BÖLGESEL savaşlar başlıca neden olmak üzere, evinden, yurdundan,
barkından, topraklarından koparılarak göçe sürüklenen milyonlarca göçmene,
sığınmacıya, mülteciye kapılarımızı açtık.
Tamam, iyimserliğimizi muhafaza edelim…
Tamam,
anayurdumuza başka coğrafyalardan gelerek sığınan göçmenlere karşı ensar
vasfımızı koruyalım…
Tamam,
soframızı paylaşalım, ekmeğimizi bölüşelim ve hatta duygularımızın kontrolünü
kaybetmeden onlara sahip çıkalım…
Çıkalım
da, nereye kadar?
Bizim
vatandaşımız geçim derdinden, çocuklarına iyi bir gelecek hazırlama, onların
kaliteli bir eğitim almalarını sağlayabilme telaşı yaşarken, vatanına bağlı,
milletine âşık, devletine sadık sağlam bir millî iradeye hâkim iyi bir
vatandaş, çevresine karşı iyi bir insan yetiştirme gayreti gösterirken, ekonomi her geçen
gün daha da bozulup ciddi sorunlar yaşanırken, vatandaşın alım gücü bir önceki
güne göre giderek zayıflarken, insanlar yalnızlaşıp aile bağları zayıflarken, ne
erkekler, ne de kızlar evlilik plânları kuramayıp yalnızlığı tercih ederken, yoksulluk
artıp işsizlik almış başını giderken, gençler geleceklerine dair hayâl kuramayıp
umutlarını yurtdışına taşırlarken ve
bütün bunların bir sentezi olarak anneler ve babalar istikbâl kaygısından bir,
bilemediniz iki çocuk sahibi olurken (hatta bu plânlarını dahi ertelerken), anayurdumuza
başka coğrafyalardan gelerek sözde kendilerine gelecek arayan (başta Suriyeli)

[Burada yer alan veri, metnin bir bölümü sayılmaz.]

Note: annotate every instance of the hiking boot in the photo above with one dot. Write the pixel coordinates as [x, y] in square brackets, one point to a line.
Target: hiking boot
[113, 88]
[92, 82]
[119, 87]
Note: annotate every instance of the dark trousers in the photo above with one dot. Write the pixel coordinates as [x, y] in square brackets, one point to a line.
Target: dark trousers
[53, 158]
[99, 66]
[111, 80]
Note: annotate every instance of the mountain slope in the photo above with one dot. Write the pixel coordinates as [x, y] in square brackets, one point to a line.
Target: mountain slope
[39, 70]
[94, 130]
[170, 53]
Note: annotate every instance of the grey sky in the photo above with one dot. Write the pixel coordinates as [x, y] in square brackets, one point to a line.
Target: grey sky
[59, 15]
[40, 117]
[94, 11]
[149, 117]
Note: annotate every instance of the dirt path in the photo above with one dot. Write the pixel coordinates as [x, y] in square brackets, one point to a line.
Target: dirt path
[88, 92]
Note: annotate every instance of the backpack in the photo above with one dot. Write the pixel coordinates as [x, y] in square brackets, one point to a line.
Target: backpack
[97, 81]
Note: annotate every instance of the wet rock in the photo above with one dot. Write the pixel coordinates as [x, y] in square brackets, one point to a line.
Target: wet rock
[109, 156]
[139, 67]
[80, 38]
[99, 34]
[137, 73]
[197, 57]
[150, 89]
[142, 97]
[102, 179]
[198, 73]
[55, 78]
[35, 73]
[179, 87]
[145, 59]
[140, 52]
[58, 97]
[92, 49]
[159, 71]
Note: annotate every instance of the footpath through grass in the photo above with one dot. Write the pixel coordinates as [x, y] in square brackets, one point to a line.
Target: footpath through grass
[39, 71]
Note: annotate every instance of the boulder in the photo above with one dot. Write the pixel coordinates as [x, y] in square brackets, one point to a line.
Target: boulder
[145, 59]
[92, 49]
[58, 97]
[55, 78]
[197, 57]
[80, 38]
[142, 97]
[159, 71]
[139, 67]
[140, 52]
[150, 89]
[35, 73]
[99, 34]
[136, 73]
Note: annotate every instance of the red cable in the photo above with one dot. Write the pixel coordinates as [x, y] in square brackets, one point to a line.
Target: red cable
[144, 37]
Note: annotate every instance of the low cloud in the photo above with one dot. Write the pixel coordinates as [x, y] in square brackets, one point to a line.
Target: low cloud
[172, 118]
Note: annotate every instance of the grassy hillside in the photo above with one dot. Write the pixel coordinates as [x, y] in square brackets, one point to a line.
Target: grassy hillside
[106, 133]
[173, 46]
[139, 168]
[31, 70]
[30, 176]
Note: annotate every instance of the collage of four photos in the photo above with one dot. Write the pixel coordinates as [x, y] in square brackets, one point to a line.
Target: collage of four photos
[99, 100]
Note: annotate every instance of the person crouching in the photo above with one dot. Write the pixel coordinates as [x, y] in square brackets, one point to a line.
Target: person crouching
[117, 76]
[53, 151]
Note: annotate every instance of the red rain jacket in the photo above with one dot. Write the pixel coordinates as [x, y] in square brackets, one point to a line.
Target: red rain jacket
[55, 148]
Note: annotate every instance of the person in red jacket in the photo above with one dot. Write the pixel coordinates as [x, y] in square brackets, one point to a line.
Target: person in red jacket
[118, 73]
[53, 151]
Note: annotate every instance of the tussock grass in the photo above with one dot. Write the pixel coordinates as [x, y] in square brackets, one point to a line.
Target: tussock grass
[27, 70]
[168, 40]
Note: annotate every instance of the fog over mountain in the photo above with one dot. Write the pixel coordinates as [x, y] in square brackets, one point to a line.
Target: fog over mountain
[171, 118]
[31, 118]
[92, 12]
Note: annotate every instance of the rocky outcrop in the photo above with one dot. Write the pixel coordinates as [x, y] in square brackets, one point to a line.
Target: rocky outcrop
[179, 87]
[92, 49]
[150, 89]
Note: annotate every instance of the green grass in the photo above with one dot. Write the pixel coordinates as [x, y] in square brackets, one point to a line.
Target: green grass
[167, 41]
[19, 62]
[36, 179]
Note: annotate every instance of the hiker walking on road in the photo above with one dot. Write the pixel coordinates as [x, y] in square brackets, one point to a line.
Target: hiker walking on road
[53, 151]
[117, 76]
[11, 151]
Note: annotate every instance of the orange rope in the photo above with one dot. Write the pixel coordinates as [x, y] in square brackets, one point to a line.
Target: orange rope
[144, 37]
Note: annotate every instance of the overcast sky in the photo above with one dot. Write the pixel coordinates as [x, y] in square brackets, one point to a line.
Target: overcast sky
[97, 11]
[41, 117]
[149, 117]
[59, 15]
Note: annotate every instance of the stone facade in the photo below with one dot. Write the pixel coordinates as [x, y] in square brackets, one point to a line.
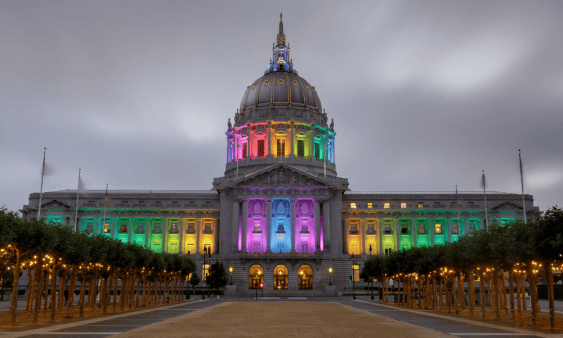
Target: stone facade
[280, 215]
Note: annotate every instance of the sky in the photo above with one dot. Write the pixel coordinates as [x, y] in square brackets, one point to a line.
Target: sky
[424, 94]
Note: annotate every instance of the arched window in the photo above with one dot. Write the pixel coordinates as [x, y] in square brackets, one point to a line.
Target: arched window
[280, 277]
[255, 277]
[305, 274]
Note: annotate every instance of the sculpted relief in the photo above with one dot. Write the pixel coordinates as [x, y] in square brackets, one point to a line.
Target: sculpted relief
[281, 177]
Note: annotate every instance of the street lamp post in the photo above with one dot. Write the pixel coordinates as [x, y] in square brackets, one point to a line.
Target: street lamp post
[370, 251]
[353, 278]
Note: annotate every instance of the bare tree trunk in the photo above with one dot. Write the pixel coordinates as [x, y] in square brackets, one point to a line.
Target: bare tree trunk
[123, 292]
[519, 293]
[62, 286]
[39, 272]
[72, 286]
[549, 275]
[471, 287]
[115, 280]
[81, 298]
[30, 290]
[46, 290]
[496, 290]
[454, 286]
[103, 294]
[434, 293]
[448, 298]
[53, 292]
[511, 293]
[15, 282]
[533, 294]
[482, 293]
[31, 293]
[461, 291]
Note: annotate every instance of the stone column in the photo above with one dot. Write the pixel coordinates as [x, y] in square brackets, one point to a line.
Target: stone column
[268, 224]
[244, 221]
[317, 226]
[326, 225]
[216, 236]
[234, 226]
[345, 226]
[292, 217]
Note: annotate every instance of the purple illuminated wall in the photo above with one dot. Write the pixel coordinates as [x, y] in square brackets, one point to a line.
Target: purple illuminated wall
[256, 241]
[305, 225]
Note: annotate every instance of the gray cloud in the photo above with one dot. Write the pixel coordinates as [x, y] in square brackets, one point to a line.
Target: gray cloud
[424, 94]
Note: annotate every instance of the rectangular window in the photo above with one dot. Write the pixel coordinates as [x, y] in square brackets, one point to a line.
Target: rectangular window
[205, 268]
[356, 269]
[301, 148]
[244, 150]
[281, 147]
[260, 148]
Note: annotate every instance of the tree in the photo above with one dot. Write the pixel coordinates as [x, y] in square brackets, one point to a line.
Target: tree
[217, 276]
[194, 280]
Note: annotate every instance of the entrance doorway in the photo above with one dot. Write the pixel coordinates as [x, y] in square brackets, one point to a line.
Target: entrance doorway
[280, 277]
[305, 277]
[255, 277]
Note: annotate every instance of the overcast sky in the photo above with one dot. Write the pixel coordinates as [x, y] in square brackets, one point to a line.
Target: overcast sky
[424, 94]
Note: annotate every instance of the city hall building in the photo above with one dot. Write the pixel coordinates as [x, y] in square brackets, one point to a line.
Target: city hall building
[281, 215]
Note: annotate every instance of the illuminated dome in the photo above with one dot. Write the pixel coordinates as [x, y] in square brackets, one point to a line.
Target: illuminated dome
[280, 94]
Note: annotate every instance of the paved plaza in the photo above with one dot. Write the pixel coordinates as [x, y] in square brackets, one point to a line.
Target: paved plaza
[276, 317]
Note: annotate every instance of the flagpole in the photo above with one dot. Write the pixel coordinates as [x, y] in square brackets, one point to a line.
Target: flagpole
[105, 208]
[77, 194]
[41, 191]
[485, 194]
[522, 181]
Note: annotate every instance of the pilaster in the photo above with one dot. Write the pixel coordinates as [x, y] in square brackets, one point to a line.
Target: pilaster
[244, 221]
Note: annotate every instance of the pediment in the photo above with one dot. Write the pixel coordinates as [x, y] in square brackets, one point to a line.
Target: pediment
[507, 206]
[281, 175]
[54, 204]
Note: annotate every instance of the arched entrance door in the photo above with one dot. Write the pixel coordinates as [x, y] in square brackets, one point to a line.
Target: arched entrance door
[280, 277]
[255, 277]
[305, 277]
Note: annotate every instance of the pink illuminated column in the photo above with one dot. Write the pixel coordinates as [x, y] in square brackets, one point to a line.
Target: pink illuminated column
[317, 226]
[244, 221]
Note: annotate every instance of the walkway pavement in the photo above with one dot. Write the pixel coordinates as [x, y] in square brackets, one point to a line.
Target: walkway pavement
[282, 317]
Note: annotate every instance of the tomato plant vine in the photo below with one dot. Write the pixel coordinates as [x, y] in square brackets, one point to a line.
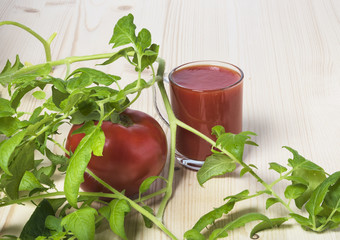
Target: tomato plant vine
[87, 95]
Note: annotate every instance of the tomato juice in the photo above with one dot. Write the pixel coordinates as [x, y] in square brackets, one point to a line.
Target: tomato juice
[203, 95]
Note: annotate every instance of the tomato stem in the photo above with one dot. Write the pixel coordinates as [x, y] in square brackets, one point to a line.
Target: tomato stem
[136, 206]
[173, 128]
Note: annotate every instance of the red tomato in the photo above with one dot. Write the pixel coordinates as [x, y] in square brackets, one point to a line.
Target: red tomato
[131, 154]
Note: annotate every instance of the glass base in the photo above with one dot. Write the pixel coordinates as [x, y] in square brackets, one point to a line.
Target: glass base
[189, 163]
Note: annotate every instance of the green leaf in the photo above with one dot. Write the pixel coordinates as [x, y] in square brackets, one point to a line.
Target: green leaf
[147, 183]
[212, 216]
[244, 171]
[23, 160]
[81, 223]
[39, 95]
[313, 206]
[215, 165]
[96, 76]
[239, 197]
[277, 167]
[264, 225]
[73, 99]
[296, 179]
[143, 39]
[35, 226]
[58, 96]
[332, 199]
[118, 207]
[312, 173]
[6, 149]
[295, 190]
[271, 201]
[193, 234]
[6, 109]
[218, 233]
[124, 32]
[234, 144]
[76, 83]
[29, 182]
[79, 160]
[9, 70]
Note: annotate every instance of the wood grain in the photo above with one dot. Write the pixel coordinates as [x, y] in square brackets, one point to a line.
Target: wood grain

sığınmacıların aralıksız çocuk dünyaya getirmelerinin demografik bir tehlike
olduğunu kim inkâr edebilir?
Bütün
bu yaşananları, Devletimizi ve milletimizi bölmeye çalışan şer odaklarının ve
onlara yataklık yapan vatan hainlerinin orta ve uzun vadede uygulamaya
koydukları plânlarının bir parçası olarak görüyorum.
Dönemin
ABD Dışişleri Bakanı Henry Kissinger, kendi başkanlığında toplanan ABD Ulusal
Güvenlik Kurulu toplantısının sonunda hazırladığı “Ulusal Güvenlik Araştırması
Raporu 200: Dünya Nüfus Artışının ABD’nin Güvenliği ve Denizaşırı Çıkarlarına
Etkisi” başlıklı raporunu ABD Başkanı Gerald Ford’a sunarken şu sözü söyler: “Petrolü
kontrol edersen ulusları, yiyeceği kontrol edersen insanları kontrol edersin.”
Evet,
her şey ayan beyan ortada. Bütün bunlar yok sayılamaz, apaçık, ortada
duran, inkâr edilemez, muhakkak olan, itiraz kabul etmez ve yadsınamaz birer gerçektir. Vatanını
devletini, milletini seven hiçbir siyasetçi ve devlet adamı, ekonomideki
sıkıntıları, sosyal çözülmeleri ve mülteci gerçeğini görmezden gelemez, üzerini
örtemez.
Romantik
ve güzel sözler söyleyerek, hoş vaatlerde bulunarak, komik espriler
yaparak, dinî motifli sosyal medya mesajları atarak bu sorunlar çözülemez.
Evet,
ülkemiz üstü örtülü bir ambargo ve ekonomik baskı altındadır.
Evet,
ülkemiz adı konulmamış bir göçmen istilası ile karşı karşıyadır.
Evet,
bu, Türkiye Cumhuriyeti düşmanlarının kısa, orta ve uzun vadeli plânlarının bir
parçasıdır.
Evet,
artık uyanma vaktidir!
Artık
defansif değil, ofansif siyaset yapma vaktidir!